I first spotted walnut husk fly damage during a late August harvest when I cracked open a nut and found the hull stained jet black inside. Small white maggots were tunneling through the soft husk tissue just beneath the outer skin. The smell was terrible, and every nut from that side of my tree had the same dark staining that year. Walnut husk fly control starts with catching the adult flies before they lay eggs on your developing nuts.
Good walnut pest identification means knowing what to look for on your tree at each point in the year. UC IPM tracks 19 key invertebrate pests that follow a seasonal cycle through your orchard. Aphids and mites attack during spring leaf growth. Codling moth larvae bore into your green husks through the summer months. Navel orangeworm moves in right at harvest time when husks start to split open. Each pest leaves distinct marks on the nuts, leaves, or bark that tell you what you are dealing with.
Walnut Husk Fly
- Season: Adults emerge in late June through August and lay eggs under the husk surface of your developing nuts.
- Damage signs: Black-stained hulls with soft, rotting tissue and small white maggots visible when you peel the hull back.
- Impact: USU Extension calls this the most common insect pest of walnuts, and it can ruin up to 80% of your crop if left unchecked.
Codling Moth
- Season: Two generations per year with larvae active from May through September in most growing regions.
- Damage signs: Small entry holes in the husk with frass (insect waste) packed around the tunnel opening near the stem end.
- Impact: Larvae feed on the kernel itself, making infected nuts useless for eating or selling at market.
Walnut Twig Beetle
- Season: Active from spring through fall, with beetles boring into branches and carrying a deadly fungus.
- Damage signs: Tiny entry holes in bark surrounded by dark staining, plus wilting branch tips that die back over weeks.
- Impact: Carries thousand cankers disease that is nearly 100% fatal in black walnut trees within 2 to 4 years of infection.
Navel Orangeworm
- Season: Larvae enter nuts through split husks at harvest time from August through October.
- Damage signs: Webbing and frass inside cracked shells with damaged kernels that show dark feeding spots.

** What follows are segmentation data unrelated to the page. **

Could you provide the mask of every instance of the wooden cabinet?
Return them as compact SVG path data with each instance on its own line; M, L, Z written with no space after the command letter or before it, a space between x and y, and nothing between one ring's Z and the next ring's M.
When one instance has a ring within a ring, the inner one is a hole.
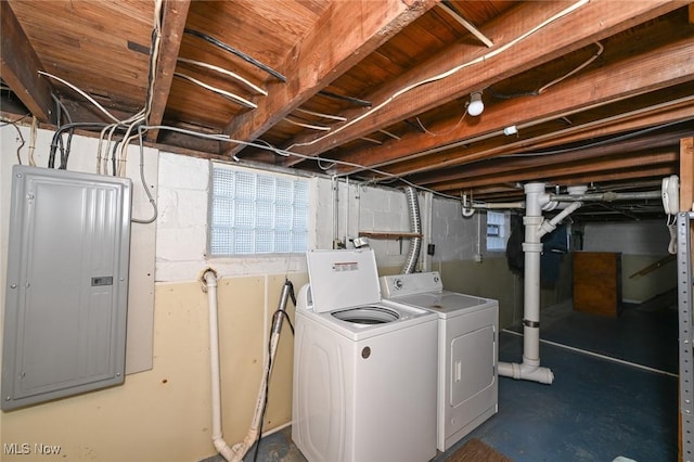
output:
M574 309L617 317L621 311L621 254L575 252Z

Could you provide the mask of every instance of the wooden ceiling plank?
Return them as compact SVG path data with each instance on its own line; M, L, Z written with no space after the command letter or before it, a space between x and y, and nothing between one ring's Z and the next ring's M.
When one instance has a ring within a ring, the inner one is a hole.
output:
M665 146L674 146L677 140L686 132L692 130L680 130L677 133L659 133L655 136L641 137L634 140L628 140L622 143L594 146L590 149L583 149L578 151L571 151L561 154L552 155L536 155L536 156L511 156L504 158L493 158L485 163L466 165L459 167L453 171L442 170L440 174L429 172L422 177L410 177L410 181L420 185L429 185L432 183L454 181L460 178L472 178L487 175L497 175L499 171L517 171L520 169L532 168L537 169L538 164L543 166L551 166L564 163L575 163L581 161L599 159L600 157L606 157L611 155L618 155L624 152L640 152L644 150L658 150Z
M358 0L332 2L307 37L280 66L295 76L273 82L258 107L235 116L224 133L237 140L255 140L305 103L363 56L429 10L438 0ZM358 24L359 27L355 27ZM236 145L227 154L234 155Z
M378 102L377 105L381 105L412 82L423 81L451 69L453 67L451 63L471 63L477 60L481 66L475 64L468 67L470 72L455 74L455 78L446 78L414 88L408 93L407 100L399 99L398 104L388 104L367 117L361 115L359 123L351 124L342 130L336 128L332 132L334 134L298 139L296 143L304 144L300 144L295 151L319 155L330 149L369 134L376 127L389 126L421 114L472 90L485 88L520 74L683 4L686 2L634 1L629 3L629 9L625 9L620 2L593 0L567 14L561 21L538 30L513 47L506 48L507 51L494 54L498 49L510 47L516 38L551 17L550 11L562 11L566 8L565 2L558 4L556 2L523 2L522 7L511 9L485 27L485 34L491 37L496 43L493 49L481 52L479 49L471 51L470 46L458 43L451 47L448 52L406 73L367 99ZM485 57L487 54L493 55L487 59ZM349 118L354 120L356 115L352 114Z
M410 132L402 136L399 142L363 150L355 153L348 161L367 166L385 165L390 161L401 162L406 161L404 156L414 158L447 144L461 143L490 133L501 136L505 127L516 126L523 129L537 120L570 116L580 111L633 97L639 92L692 80L692 47L694 38L684 37L667 47L625 62L586 72L538 97L501 102L490 107L475 125L465 125L462 129L455 130L459 120L445 121L430 128L430 131L444 133L441 136ZM415 154L411 154L412 152ZM433 159L427 157L427 161Z
M661 106L663 107L650 106L641 111L595 119L590 123L570 126L552 132L544 132L510 143L504 143L503 139L494 138L486 144L467 149L462 154L457 154L451 151L440 156L416 157L412 162L399 163L388 169L388 172L398 176L413 175L441 167L465 165L502 154L556 146L566 143L567 137L584 140L597 136L615 134L627 130L638 130L669 121L690 120L692 119L692 110L694 107L694 95L682 98ZM576 133L580 133L580 136L576 136Z
M588 183L601 183L601 182L614 182L625 180L643 180L646 178L658 178L673 175L677 172L676 165L667 166L652 166L647 170L642 168L635 169L621 169L616 171L604 171L597 174L578 175L566 178L554 178L554 183L561 183L565 185L575 184L588 184Z
M38 74L43 68L10 3L0 2L0 76L41 123L50 123L53 87Z
M166 104L171 91L174 81L174 70L178 60L183 29L188 18L191 0L167 0L164 2L162 17L162 42L159 44L159 56L156 63L154 88L152 89L152 105L147 125L157 126L164 120ZM155 141L159 133L158 129L147 131L147 141Z
M566 177L576 174L601 172L608 170L619 170L626 168L641 167L647 170L653 165L677 163L679 153L677 150L665 150L657 153L640 153L630 157L607 158L596 162L574 162L560 165L543 165L522 170L504 170L497 175L486 177L473 177L471 179L460 179L446 183L432 184L429 188L441 190L471 189L481 185L498 184L516 181L535 181L545 178Z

- Impact: Causes major crop loss in late-harvested orchards where nuts sit on the ground too long after hull split.
Fall Webworm
- Season: Caterpillars build silk webs on branch tips from late summer into early fall across your canopy.

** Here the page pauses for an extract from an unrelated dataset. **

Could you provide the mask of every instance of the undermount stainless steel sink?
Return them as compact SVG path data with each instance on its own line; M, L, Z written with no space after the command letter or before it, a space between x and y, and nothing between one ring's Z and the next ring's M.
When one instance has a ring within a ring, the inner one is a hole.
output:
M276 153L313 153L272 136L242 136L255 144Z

- Damage signs: White silk tents covering clusters of leaves, with caterpillars feeding inside the web structure.
- Impact: Strips leaves from branch tips, which reduces your tree's energy reserves headed into winter dormancy.
You should hang yellow sticky traps in your trees by early June to catch adult husk flies before they start laying eggs. Place your traps at head height on the south-facing side of the canopy where flies tend to gather. Check them each week and count the flies you catch. When you see 5 or more flies per trap per week, it is time to spray. I use this method every year and it gives me a clear window for when to act instead of guessing.
Practice good orchard sanitation after each harvest to break pest life cycles for the next year. Pick up every fallen nut and hull from the ground beneath your trees. Dispose of any damaged or infested nuts away from your orchard rather than composting them on site. Prune out any dead or dying branches that could harbor twig beetles or other boring insects. These cleanup habits cost you nothing but time, and they make a noticeable difference in your pest pressure the next season.